1. Penyesuaian peraturan yang dilakukan BEI dan OJK

Pertama, penyesuaian peraturan yang akan dilakukan BEI dan OJK adalah pendalaman pasar (market deepening) dengan penyusunan kebijakan baru yang menaikkan batas minimum free float perusahaan tercatat menjadi 15 persen. Guna memastikan implementasi berjalan lancar, masa transisi akan diterapkan untuk memberikan kesempatan penyesuaian bagi perusahaan tercatat.
Kedua, peningkatan implementasi tata kelola perusahaan (corporate governance) secara khusus melalui penerapan kewajiban pendidikan berkelanjutan bagi direksi, komisaris, dan komite audit perusahaan tercatat.
Ketiga, peningkatan governance juga diperkuat dengan kewajiban kompetensi di bidang akuntansi yang harus dimiliki direksi atau pejabat satu tingkat di bawah direksi sehingga kualitas penyajian dan pengungkapan laporan keuangan Perusahaan Tercatat meningkat.
Terakhir, peningkatan kualitas calon perusahaan tercatat melalui peningkatan persyaratan keuangan, operasional, dan governance yang lebih tinggi sehingga akan meningkatkan trust dan confidence investor.
"Adapun pemenuhan ketentuan free float minimum 15 persen dilaksanakan secara bertahap dengan penetapan target antara pada setiap tahapan, disertai pemantauan dan pendampingan berkelanjutan guna memastikan pencapaian target akhir sesuai dengan jangka waktu yang ditetapkan," tutur Kautsar.

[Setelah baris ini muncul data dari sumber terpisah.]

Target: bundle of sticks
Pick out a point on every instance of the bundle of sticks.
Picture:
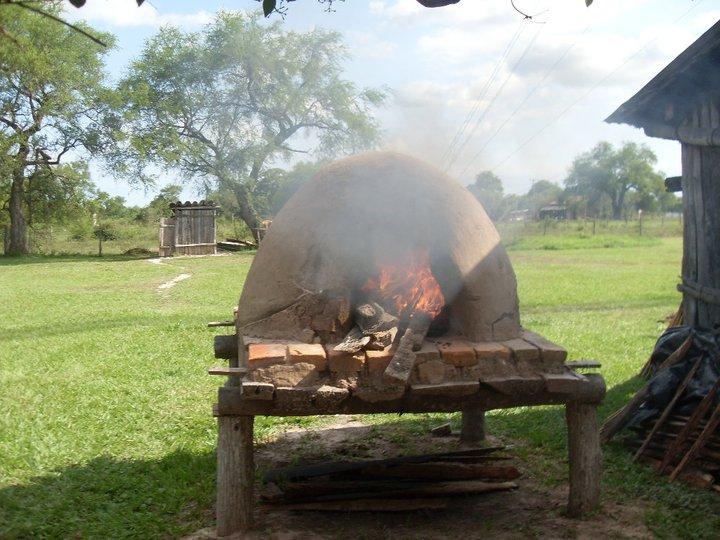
(390, 485)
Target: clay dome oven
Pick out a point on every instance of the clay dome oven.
(374, 236)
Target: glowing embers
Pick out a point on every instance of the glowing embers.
(407, 287)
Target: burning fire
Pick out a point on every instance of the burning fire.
(409, 287)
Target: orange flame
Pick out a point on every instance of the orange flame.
(411, 285)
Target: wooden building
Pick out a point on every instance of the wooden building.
(682, 103)
(190, 230)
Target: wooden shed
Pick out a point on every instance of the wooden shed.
(682, 103)
(190, 230)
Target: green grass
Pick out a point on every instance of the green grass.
(105, 424)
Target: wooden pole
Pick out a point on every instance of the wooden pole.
(235, 474)
(473, 425)
(585, 458)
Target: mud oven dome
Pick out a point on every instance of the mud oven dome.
(382, 286)
(374, 245)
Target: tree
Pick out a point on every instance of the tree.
(160, 205)
(222, 106)
(605, 171)
(488, 189)
(542, 193)
(53, 103)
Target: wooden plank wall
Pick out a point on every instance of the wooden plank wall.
(195, 231)
(701, 212)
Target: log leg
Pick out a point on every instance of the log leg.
(585, 458)
(235, 474)
(473, 425)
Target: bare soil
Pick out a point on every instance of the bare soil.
(532, 511)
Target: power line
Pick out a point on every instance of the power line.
(447, 155)
(592, 88)
(525, 100)
(494, 98)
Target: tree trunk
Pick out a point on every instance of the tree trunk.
(247, 211)
(18, 244)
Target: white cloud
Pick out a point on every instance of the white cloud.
(371, 46)
(126, 13)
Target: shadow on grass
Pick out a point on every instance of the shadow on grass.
(21, 260)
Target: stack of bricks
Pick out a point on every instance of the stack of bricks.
(437, 362)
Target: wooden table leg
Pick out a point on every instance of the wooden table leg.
(235, 474)
(585, 458)
(473, 425)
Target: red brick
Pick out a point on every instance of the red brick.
(491, 351)
(457, 353)
(427, 352)
(377, 361)
(266, 354)
(308, 353)
(345, 362)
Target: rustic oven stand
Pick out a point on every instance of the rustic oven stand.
(238, 404)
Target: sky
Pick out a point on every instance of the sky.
(472, 86)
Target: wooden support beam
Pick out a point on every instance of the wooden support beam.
(585, 458)
(473, 425)
(235, 474)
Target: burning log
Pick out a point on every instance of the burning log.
(444, 471)
(403, 362)
(366, 505)
(340, 467)
(353, 490)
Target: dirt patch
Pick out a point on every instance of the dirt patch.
(532, 511)
(174, 281)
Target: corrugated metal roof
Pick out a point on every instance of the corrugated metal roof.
(693, 76)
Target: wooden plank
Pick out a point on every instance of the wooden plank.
(458, 388)
(583, 364)
(339, 467)
(444, 471)
(364, 505)
(227, 371)
(590, 389)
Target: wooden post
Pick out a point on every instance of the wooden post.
(585, 458)
(235, 474)
(701, 233)
(473, 425)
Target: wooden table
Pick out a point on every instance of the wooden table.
(239, 403)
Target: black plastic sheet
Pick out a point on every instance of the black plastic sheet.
(662, 387)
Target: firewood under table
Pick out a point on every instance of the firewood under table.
(581, 396)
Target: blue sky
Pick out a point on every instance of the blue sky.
(545, 104)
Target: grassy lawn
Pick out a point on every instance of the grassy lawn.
(105, 409)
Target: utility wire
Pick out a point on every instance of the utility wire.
(447, 155)
(525, 100)
(591, 89)
(478, 122)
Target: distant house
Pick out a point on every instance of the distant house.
(518, 215)
(552, 211)
(190, 231)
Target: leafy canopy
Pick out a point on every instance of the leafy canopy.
(222, 105)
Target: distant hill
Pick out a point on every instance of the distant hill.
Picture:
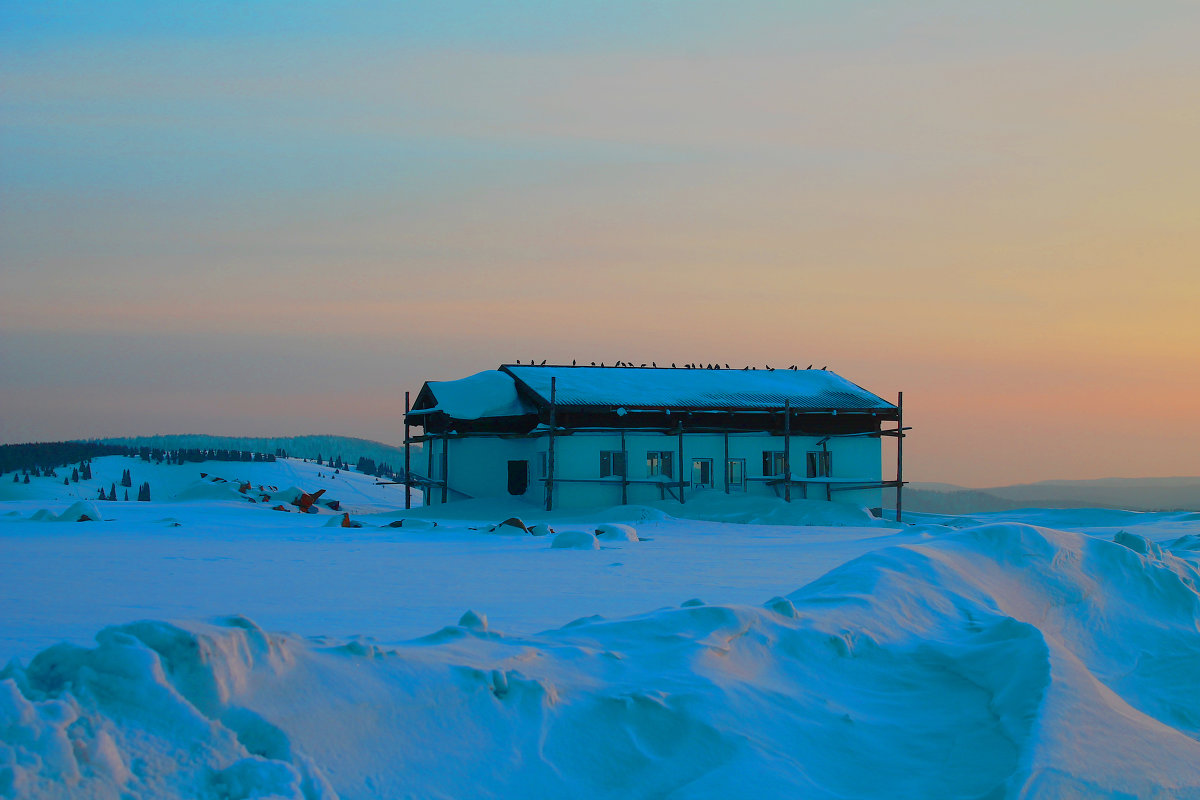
(1129, 493)
(327, 446)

2. BEI gelar dengar pendapat dengan banyak asosiasi

Sebagai bagian dari proses penyusunan peraturan, BEI telah menyelenggarakan kegiatan dengar pendapat bersama sejumlah asosiasi di lingkungan pasar modal Indonesia pada Kamis (5/2/2025).
Kegiatan ini dihadiri oleh perwakilan dari Asosiasi Perusahaan Efek Indonesia (APEI), Asosiasi Dana Pensiun Indonesia (ADPI), Asosiasi Emiten Indonesia (AEI), Indonesia Corporate Secretary Association (ICSA), Asosiasi Asuransi Umum Indonesia (AAUI), dan Perkumpulan Wakil Manajer Investasi (PWMI).

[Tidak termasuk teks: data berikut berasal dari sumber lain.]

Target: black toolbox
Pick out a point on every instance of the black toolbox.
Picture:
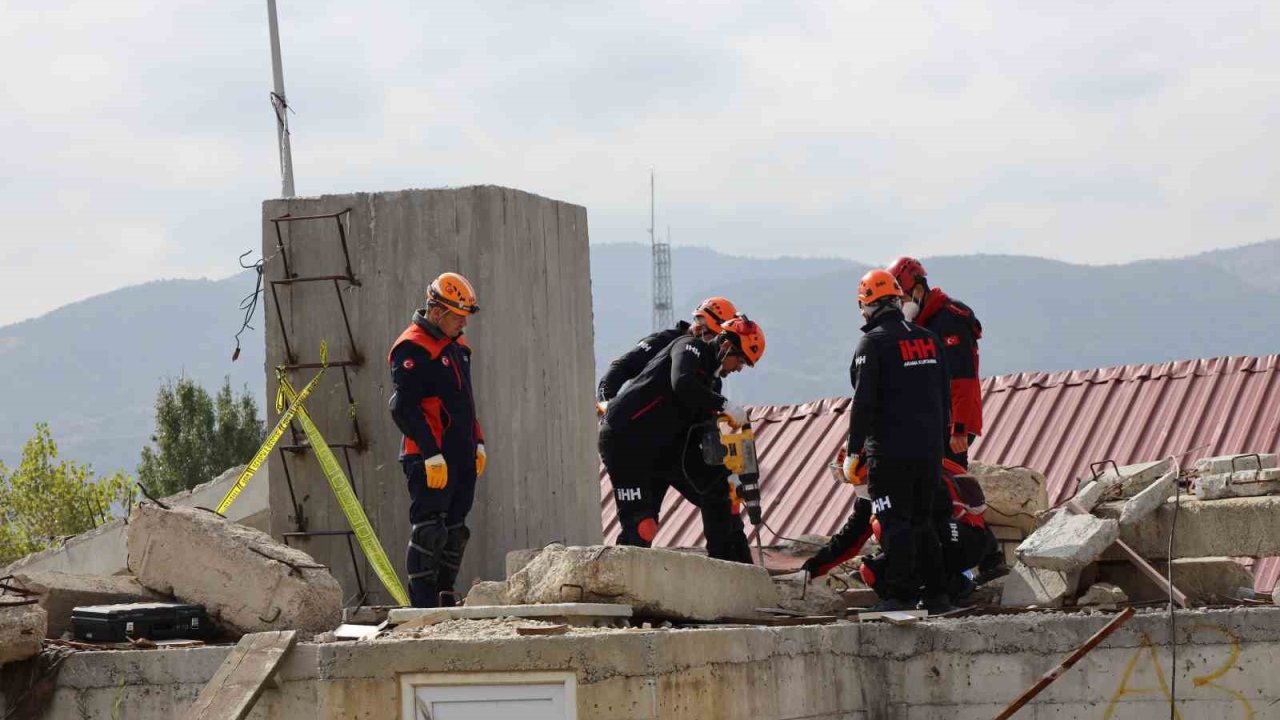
(151, 620)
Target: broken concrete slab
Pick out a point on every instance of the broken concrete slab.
(246, 580)
(487, 592)
(658, 583)
(1237, 527)
(1015, 496)
(796, 593)
(1025, 587)
(22, 630)
(1202, 579)
(1242, 483)
(62, 592)
(1150, 499)
(1128, 481)
(1068, 542)
(517, 559)
(1102, 593)
(1235, 463)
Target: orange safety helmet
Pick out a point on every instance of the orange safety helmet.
(877, 285)
(714, 311)
(746, 336)
(908, 272)
(452, 292)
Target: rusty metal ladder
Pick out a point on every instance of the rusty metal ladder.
(298, 446)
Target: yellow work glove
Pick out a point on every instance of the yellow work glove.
(437, 472)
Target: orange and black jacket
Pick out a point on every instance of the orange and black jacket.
(634, 361)
(959, 329)
(432, 402)
(963, 504)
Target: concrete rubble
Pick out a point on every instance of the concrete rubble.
(62, 592)
(1068, 542)
(1015, 496)
(1102, 593)
(22, 630)
(245, 579)
(1235, 463)
(1202, 579)
(1037, 587)
(1240, 483)
(1148, 499)
(658, 583)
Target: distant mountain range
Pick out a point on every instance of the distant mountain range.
(91, 369)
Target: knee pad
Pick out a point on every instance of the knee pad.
(426, 543)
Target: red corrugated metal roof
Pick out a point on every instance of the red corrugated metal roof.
(1057, 423)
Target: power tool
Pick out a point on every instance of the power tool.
(736, 452)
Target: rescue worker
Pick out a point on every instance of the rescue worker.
(652, 432)
(442, 451)
(708, 322)
(899, 422)
(959, 328)
(959, 506)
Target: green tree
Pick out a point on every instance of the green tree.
(46, 499)
(197, 436)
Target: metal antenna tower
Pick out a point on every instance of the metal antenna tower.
(663, 315)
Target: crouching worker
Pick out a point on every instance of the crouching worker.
(959, 506)
(442, 452)
(652, 432)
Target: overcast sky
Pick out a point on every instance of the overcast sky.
(138, 141)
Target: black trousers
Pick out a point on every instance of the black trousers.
(438, 531)
(903, 497)
(641, 474)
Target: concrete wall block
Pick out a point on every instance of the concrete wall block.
(245, 579)
(654, 582)
(1027, 586)
(529, 260)
(1068, 542)
(22, 632)
(1234, 463)
(62, 592)
(1237, 527)
(1242, 483)
(1148, 500)
(1015, 496)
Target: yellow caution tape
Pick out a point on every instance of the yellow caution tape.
(265, 451)
(346, 496)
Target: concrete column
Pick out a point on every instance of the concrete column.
(533, 363)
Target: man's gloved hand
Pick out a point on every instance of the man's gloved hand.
(735, 414)
(437, 472)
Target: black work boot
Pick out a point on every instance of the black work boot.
(937, 604)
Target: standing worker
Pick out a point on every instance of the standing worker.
(652, 432)
(899, 420)
(442, 452)
(959, 329)
(709, 318)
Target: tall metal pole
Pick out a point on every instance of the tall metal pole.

"Dalam forum tersebut, Bursa menerima berbagai tanggapan dan masukan dari para asosiasi yang akan menjadi bahan pertimbangan dalam penyusunan konsep perubahan Peraturan Bursa Nomor I-A," ujar Kautsar.

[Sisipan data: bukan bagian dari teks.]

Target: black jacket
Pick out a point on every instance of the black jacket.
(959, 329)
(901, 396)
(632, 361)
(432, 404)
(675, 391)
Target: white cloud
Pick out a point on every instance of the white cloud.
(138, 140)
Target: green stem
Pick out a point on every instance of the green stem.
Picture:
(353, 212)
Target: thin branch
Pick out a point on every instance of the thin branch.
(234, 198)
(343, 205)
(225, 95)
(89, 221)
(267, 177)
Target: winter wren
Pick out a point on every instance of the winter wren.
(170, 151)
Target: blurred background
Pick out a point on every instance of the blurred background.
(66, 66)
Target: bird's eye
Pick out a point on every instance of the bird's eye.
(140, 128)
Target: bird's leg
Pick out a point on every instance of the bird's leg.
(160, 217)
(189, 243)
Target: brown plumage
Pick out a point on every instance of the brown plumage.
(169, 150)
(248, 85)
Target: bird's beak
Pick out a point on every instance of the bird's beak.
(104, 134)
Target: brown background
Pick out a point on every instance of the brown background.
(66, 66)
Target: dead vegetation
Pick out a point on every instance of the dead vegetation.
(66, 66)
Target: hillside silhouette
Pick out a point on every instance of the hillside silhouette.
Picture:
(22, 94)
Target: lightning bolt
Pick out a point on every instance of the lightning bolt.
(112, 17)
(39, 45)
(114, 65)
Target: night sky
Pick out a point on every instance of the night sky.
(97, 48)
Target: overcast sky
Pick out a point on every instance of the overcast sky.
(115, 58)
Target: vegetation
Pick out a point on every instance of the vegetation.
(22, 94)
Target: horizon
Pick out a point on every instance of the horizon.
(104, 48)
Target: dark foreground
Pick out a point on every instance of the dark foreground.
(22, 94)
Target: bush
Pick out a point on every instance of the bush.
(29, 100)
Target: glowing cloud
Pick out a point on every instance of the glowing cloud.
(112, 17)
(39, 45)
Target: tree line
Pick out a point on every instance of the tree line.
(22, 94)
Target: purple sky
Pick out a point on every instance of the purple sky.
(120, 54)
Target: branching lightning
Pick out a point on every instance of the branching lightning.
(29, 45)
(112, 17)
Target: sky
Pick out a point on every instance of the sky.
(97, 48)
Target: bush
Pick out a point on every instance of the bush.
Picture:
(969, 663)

3. Periode pengumpulan masukan dari pelaku pasar sampai 19 Februari 2026

Lebih lanjut, BEI juga akan melaksanakan kegiatan dengar pendapat bersama pemangku kepentingan lainnya, termasuk Perusahaan Tercatat dan Anggota Bursa pada Jumat (6/2/2026).
Sejalan dengan proses tersebut, periode pengumpulan masukan dari pelaku pasar berlangsung pada 4–19 Februari 2026. Sementara itu, Rancangan Peraturan Nomor I-A dapat diakses melalui https://www.idx.co.id/id/peraturan/rancanganperaturan/.
"Seluruh pemangku kepentingan diimbau untuk menyampaikan tanggapan atas rancangan peraturan tersebut agar penyusunan peraturan dapat dilaksanakan dengan mempertimbangkan masukan dari seluruh pemangku kepentingan," kata Kautsar.